King Cueyar has agreed to all the terms you set forth with Sikthand and more. He wants a real marriage, if you’re amenable. He’s young and attractive to many females.

He says he’ll give you until the week before the Leaders’ Summit to decide and then he will attempt to find a human elsewhere. Margaret, the human translating my note into English for you, isn’t interested as she’s chosen to remain with her current husband and become a demskiv.

I know you have your principles, and you may feel that you should honor your deal with the Vrulan king, but I beg you, take the time to think this offer through.

Sikthand can be a cruel male. How long before you’re the target of his paranoia and he locks you in the dungeon? How long before a citizen disagrees with something you’ve decided and tries to kill you?

Your life will be hard there, and as a human, hasn’t your life been hard enough already? You can do more good for your people here. If Earth opens, I am very certain humans will prefer to live here rather than Vrulatica.

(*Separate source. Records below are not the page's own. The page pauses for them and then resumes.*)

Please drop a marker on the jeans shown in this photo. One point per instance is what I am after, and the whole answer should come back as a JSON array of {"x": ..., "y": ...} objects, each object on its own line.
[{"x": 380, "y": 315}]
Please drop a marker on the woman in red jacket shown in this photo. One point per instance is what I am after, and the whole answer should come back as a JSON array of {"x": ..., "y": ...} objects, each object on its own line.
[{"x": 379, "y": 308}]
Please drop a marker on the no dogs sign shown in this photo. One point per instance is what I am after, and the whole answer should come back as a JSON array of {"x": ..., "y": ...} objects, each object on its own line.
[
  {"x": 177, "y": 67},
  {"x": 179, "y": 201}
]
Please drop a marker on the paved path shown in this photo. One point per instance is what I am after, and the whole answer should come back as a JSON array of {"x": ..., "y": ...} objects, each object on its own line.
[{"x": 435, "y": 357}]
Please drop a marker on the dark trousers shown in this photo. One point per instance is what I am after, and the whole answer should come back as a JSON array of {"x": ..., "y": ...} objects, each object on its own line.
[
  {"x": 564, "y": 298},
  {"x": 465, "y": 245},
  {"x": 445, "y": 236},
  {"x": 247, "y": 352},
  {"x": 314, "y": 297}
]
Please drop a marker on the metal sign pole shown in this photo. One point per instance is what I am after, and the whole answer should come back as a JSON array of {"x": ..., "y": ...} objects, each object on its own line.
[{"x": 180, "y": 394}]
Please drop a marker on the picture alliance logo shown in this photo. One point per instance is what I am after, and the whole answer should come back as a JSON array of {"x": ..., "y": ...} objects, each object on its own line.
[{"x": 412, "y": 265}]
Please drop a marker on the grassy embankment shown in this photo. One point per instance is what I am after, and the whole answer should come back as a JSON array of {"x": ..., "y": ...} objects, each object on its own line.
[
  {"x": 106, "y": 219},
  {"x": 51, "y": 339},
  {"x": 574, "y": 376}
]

Take time to think this through and make the right decision. I’ll be waiting for your reply.

Sophia scanned and re-scanned the words, a pit widening in her stomach. She’d come to accept her fate here, and now this?

She stared at Sikthand, and her insides warmed.

At this exact moment, she didn’t want to leave. But how would he treat her when he woke up?

The turmoil in her heart didn’t lessen as the day wore on. She remained by Sikthand’s side, only moving to relieve herself or eat, and her breath always hitched whenever he reached out for her in sleep.

Late during the night, after Roldroth had finally fallen asleep in his chair, she’d stared at Sikthand. Though she missed his tattoos, she couldn’t help but sigh at how he looked without them. His skin was as pale as marble, his black hood cutting over his face like a shadow.

There was a moment when she’d left his side to renew his sleeping spray, when she’d been halted in place. He’d lain in the bed, blanket scrunched to his waist, arms and legs relaxed in a way that put his body in stunning repose.

Moonlight cut through the window and glowed against his skin, so pale that pastel shades of blue and peach were the only other colors to speak of. He was like some kind of tragic Greek sculpture. All chiseled muscle and perfectly formed features, but even in stillness there was a devastating drama to him.

She wouldn’t draw this. The memory would just be for her, and she would keep it close.

The next morning, when Vezel arrived, Sophia pulled out of Sikthand’s tight embrace, and, swallowing the hard knot in her throat, left his room.

Though she desperately wanted to be there when the medic woke him up, she thought it would be better if she wasn’t. She didn’t know if she could look into the angry, accusatory gaze of the man who had tucked her against his chest all night in sleep. It would be too painful.